Arquivado em: A real do mundo real — trezende @ 09:21

Quem assistiu a “Tropa de Elite” deve se lembrar da cena em que Matias (André Ramiro) chega a uma oficina habitada por viaturas velhas e semiabandonadas. Apesar de capengas, ainda eram utilizadas pelos policiais.
Triste é reconhecer que nem precisávamos da ficção para saber que nossa polícia é desequipada e nossos heróis ultrapassados – tanto que Capitão Nascimento virou um semideus.
Enquanto as “otoridades” da lei brasileiras recauchutam motores e vivem pedindo para sair, as americanas se transformam em heróis de verdade. No caso, em Batman.
Batman – abreviatura para “Battlefield Air Targeting Man-Aided kNowledge” (algo como “Inteligência para Identificação e Apoio de Pessoal no Campo de Batalha”) é o nome do programa militar que tem como objetivo modernizar o equipamento usado pelas Forças Especiais dos Estados Unidos em missões secretas.
A ideia surgiu em 2004 e vem sendo desenvolvida na Base Aérea de Wright Patterson, em Ohio. Algumas novidades já estão em uso, outras são protótipos.
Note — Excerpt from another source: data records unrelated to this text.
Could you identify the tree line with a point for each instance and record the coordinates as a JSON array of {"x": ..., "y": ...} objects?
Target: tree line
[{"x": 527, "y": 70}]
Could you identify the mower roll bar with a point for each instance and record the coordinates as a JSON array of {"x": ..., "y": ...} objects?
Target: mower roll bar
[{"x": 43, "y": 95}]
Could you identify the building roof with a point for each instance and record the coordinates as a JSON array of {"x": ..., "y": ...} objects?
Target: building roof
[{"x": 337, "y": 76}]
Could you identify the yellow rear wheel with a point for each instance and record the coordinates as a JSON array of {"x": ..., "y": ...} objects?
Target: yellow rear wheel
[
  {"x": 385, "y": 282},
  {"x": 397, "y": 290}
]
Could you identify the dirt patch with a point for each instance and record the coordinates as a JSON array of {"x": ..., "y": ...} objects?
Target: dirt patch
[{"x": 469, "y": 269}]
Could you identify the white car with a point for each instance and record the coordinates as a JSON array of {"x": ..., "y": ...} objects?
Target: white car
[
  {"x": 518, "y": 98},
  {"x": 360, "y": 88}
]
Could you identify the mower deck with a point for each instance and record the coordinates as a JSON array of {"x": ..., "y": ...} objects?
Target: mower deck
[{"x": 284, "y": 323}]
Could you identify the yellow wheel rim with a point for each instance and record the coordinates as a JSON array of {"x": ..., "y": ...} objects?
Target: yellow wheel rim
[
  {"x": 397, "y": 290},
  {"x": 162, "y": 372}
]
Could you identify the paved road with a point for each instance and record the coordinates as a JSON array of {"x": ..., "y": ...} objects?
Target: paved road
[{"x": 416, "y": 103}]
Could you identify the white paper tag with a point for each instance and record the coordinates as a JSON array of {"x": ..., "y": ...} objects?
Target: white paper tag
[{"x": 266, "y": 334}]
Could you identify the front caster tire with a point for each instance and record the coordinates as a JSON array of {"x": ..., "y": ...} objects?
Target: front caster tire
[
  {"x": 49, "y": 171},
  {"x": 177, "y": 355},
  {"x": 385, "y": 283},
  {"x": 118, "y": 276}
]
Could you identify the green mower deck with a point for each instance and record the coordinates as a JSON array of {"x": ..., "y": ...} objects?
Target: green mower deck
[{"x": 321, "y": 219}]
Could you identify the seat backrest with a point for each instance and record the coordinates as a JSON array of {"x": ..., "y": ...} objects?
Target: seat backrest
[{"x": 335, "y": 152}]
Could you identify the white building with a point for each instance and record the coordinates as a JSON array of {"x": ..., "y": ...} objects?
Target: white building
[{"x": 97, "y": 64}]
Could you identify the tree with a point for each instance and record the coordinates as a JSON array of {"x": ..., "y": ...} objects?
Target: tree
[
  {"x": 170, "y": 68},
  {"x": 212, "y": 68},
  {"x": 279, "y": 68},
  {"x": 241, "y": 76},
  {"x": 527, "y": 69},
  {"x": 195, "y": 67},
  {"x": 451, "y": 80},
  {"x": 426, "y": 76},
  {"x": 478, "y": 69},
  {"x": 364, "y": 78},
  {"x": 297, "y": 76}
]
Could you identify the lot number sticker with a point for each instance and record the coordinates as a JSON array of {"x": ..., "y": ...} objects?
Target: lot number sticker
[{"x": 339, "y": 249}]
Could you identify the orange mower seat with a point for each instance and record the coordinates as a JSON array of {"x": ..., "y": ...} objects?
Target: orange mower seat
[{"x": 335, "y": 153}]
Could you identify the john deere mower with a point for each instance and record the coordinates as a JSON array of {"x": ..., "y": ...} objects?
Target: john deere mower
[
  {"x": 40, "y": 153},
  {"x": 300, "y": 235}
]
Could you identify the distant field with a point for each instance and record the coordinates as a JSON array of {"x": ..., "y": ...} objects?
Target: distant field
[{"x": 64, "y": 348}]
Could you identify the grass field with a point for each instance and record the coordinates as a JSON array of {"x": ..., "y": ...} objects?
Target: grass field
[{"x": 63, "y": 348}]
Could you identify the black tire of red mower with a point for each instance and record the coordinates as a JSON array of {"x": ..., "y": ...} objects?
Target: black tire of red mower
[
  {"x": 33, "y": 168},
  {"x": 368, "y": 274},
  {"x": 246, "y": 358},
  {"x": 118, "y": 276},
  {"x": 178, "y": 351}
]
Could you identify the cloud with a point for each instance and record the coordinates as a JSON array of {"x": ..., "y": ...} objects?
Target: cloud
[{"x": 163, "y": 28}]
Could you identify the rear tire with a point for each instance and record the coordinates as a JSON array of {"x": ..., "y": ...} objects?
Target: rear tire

“Um soldado de elite carrega mais de 73 quilos de equipamento durante as missões”, diz Reggie Daniels, engenheiro na base de Wright Patterson.
A tralha inclui aparatos de comunicação como capacetes com display, um “headset” e um computador – além de diversas baterias para manter tudo funcionando. “Em muitos casos, os equipamentos obsoletos deixam os soldados carregados, o que os impede de tomar decisões importantes ou mesmo realizar tarefas manualmente”.
Daniels não entra em detalhes, mas conta que num caso particular, no Afeganistão, uma peça mal-inicializada matou diversos soldados. “O Departamento de Defesa não queria que incidentes do tipo acontecessem novamente. Assim nasceu o Batman”.
A versão militar da “Batcaverna” é o laboratório da Base Aérea de Wright Patterson. É lá que Daniels e seus colegas planejam, testam e integram tecnologia para turbinar as Forças Especiais.
Já o collant do superherói se transformou no que Daniels chama de “Chassis Humano”, que ajudou a reduzir em 25% o peso das baterias. Os soldados também receberam um computador que funciona preso ao peito. Ele propicia informações logísticas e táticas em tempo real e segue as instruções de seu usuários através de um reconhecedor de voz.
Segundo Daniels, o tempo gasto no campo geralmente é limitado pela duração das baterias. Pensando nessa limitação, eles adaptaram o gancho que Batman carrega no cinto. Essa espécie de “Bat Hook” permite que os soldados usem o cabo para conseguir energia na rede elétrica mais próxima. E mais: ele é capaz de converter corrente alternada em contínua.
Esses sim são os verdadeiros “osso duro de roer”.